Hubo decenas de intentos, algunos de ellos exitosos, que buscaron romper con esta subsunción de las series al mercado de consumo capitalista, como Star Trek, M*A*S*H , la citada Columbo o Dr. Kildare . Pronto, la industria y la crítica cultural las convirtieron en series de culto que sirvieron para demostrar que las teleseries no eran simples objetos de mercado, sino entretenimiento para intelectuales y audiencias sofisticadas. Hasta que algo cambió. Y fue la sociedad y el mundo.

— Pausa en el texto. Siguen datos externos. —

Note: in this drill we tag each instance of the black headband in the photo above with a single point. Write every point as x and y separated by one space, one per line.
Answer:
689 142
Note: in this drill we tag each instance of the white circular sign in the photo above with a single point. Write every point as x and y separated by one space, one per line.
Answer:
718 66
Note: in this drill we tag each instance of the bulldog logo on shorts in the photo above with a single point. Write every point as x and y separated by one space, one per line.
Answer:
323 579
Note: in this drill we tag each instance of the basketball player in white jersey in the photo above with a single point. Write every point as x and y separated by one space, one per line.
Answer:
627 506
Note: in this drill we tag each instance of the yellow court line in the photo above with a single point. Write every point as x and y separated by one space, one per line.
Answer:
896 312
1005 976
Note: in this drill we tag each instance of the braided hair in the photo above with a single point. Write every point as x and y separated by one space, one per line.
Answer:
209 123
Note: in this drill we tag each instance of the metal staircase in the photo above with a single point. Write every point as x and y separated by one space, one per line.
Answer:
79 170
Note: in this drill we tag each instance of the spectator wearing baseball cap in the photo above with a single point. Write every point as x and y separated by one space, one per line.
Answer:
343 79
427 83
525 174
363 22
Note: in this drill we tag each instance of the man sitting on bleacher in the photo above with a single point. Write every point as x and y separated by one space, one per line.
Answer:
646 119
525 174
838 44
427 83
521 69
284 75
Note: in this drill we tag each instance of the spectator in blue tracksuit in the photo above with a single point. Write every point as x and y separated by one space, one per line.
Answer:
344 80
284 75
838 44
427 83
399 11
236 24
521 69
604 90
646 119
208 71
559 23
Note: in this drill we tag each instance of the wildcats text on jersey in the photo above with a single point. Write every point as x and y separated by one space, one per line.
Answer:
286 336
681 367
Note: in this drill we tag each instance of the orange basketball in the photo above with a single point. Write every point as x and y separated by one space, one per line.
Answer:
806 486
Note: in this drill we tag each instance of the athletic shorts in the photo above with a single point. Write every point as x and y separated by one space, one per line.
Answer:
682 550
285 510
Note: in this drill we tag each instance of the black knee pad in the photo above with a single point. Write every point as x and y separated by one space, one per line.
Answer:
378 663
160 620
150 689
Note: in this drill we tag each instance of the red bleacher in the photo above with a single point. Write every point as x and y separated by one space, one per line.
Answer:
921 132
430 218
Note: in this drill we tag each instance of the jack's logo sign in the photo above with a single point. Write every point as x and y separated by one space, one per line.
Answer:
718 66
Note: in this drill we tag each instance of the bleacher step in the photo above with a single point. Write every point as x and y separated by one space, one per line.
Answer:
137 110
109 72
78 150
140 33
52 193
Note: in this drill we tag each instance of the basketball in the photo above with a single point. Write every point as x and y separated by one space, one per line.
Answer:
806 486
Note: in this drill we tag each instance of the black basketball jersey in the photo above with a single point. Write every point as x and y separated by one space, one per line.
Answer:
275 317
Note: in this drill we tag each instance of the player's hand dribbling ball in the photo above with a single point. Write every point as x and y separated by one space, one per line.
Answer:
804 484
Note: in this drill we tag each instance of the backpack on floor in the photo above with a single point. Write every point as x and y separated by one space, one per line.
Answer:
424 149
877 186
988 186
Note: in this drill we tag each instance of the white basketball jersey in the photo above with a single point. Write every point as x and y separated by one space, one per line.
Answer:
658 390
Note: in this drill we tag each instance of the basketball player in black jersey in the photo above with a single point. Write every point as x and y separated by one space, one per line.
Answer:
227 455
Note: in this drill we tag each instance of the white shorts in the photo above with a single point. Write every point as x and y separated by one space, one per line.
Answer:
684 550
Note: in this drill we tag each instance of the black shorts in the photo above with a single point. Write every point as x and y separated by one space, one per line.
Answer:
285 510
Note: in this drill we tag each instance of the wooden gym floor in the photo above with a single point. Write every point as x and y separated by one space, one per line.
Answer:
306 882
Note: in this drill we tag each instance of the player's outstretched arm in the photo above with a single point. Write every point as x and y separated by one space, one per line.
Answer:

La edad de oro de la televisión
Entre fines del siglo XX y principios del XXI, se produjo un terremoto social que modificó de forma drástica y dramática esa meseta mediática que duró 30 años en la industria de la televisión. Fueron múltiples factores que cambiaron radicalmente las formas de vida en el planeta y afectaron prácticamente —aunque de modos desiguales y combinados— a toda la población. Cayó el Muro de Berlín y la Unión Soviética, y con ellos el comunismo como alternativa político-cultural frente a la hegemonía política de Estados Unidos y la economía capitalista. Pero también se vino abajo el apartheid en Sudáfrica y las doctrinas de los derechos humanos, y la democracia desplazó —al menos en Latinoamérica— a las dictaduras militares. Casi simultáneamente apareció internet y, más temprano que tarde, sus aplicaciones y desarrollo transformaron radicalmente las sociedades de un modo inconcebible para quienes vivimos en la segunda mitad del siglo XX (Piscitelli, 2005; Scolari, 2008; Carlón y Scolari, 2012). Y aparecieron nuevos dispositivos televisivos, como la televisión por cable y, más tarde, la emisión por streaming , así como la posibilidad de interacción entre empresas productoras de contenidos y consumidores, lo que incluso habilitó a estos últimos para transformarse en productores. En este contexto, se llegó a hablar del fin de los medios masivos o, al menos, de sus formas más tradicionales (Carlón, 2016).